Sebagai informasi, Roro Fitria dipinang pria bernama Andre Irawan pada 29 Desember 2021 dengan mas kawin uang sejumlah Rp290.122.021.
Namun sayang keduanya memilih bercerai oada 6 Desember 2022 setelah pernikahan mereka berakhir di sidang pengadilan, dengan proses yang diwarnai perselisihan. Roro Fitria juga sempat melayangkan somasi terkait kewajiban uang iddah dan nafkah anak.
Roro Fitria membeberkan bahwa mantan suaminya sama sekali tidak memberikan nafkah untuk putra semata kawan mereka, Muhammad Sultan Al-Fathir.
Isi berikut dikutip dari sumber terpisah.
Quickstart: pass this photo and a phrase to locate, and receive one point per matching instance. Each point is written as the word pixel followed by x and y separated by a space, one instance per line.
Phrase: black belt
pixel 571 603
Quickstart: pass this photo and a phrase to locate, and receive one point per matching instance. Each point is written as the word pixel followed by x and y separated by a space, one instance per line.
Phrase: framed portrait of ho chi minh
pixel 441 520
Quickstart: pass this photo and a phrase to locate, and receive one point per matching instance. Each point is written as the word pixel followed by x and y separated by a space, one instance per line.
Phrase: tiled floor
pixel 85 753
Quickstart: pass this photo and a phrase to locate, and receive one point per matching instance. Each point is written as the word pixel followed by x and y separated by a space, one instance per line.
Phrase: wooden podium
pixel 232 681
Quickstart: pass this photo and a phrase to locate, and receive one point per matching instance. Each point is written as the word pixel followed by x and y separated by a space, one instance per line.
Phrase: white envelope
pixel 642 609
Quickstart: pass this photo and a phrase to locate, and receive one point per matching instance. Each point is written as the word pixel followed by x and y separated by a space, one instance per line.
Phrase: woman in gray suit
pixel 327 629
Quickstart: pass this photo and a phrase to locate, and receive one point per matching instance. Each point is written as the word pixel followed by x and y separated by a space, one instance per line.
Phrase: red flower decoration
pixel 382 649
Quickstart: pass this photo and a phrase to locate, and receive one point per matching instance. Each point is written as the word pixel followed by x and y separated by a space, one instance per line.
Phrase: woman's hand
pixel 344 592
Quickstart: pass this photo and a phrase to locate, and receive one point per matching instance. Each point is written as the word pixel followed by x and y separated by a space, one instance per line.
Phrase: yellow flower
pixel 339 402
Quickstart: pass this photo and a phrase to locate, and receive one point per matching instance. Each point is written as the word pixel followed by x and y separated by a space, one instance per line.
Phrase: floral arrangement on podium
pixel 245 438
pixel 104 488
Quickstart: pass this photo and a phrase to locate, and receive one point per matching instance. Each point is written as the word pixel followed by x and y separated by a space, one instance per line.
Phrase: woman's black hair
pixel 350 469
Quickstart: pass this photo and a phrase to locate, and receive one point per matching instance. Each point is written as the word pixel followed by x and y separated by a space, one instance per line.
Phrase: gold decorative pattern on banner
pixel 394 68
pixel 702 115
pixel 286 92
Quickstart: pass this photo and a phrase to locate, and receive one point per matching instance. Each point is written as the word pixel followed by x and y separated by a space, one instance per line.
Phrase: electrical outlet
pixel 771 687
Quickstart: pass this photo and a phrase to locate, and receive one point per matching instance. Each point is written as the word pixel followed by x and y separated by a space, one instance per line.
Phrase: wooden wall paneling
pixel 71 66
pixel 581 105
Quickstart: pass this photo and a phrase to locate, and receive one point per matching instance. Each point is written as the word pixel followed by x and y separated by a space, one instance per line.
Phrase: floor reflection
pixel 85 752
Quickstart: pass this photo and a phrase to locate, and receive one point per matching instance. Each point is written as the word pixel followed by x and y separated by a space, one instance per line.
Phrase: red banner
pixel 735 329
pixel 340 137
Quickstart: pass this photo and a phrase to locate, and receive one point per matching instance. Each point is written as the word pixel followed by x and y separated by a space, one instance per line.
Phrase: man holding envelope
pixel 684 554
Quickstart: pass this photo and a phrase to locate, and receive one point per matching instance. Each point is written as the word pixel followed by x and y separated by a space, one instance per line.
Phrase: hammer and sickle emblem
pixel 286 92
"Qadarullah, Allah memberikan cobaan sang bapak tidak pernah memberikan nafkah sepeser pun. Seharusnya tanggung jawabnya dua orang, bapak dan ibu, cuman semuanya aku handle sendiri," ungkap Roro saat ditemui di kawasan Tanah Abang, Jakarta Pusat, Sabtu (14/3/2026).
Mandiri Secara Ekonomi Lewat Bisnis Kue
Alih-alih terpuruk dalam kesedihan, Roro Fitria memilih untuk memutar otak demi masa depan sang buah hati. Memanfaatkan momen Ramadan, ia terjun langsung ke dapur untuk memproduksi kue kering. Tak main-main, Roro mengaku berguru langsung pada sang kakak yang memiliki keahlian di bidang pastry.
"Aku tiga tahun terakhir ini berguru sama kakak aku, Mami Uti dari Cantikaputri Cake. Aku bilang, 'Ajarin aku dong'. Aku pengen bisa, seperti dulu aku nggak bisa desain baju sekarang bisa, desain tas bisa, sekarang aku belajar bikin kue," tuturnya.
Perjuangan tersebut membuahkan hasil manis. Di bawah brand "Kue Ramadan Nyai", berbagai varian kue seperti kastengel, putri salju, hingga nastar produksinya laris manis di pasaran.
"Alhamdulillah kemarin sudah terjual 1.000 toples. Selebihnya aku jual lewat sistem online," tambah Roro Fitria.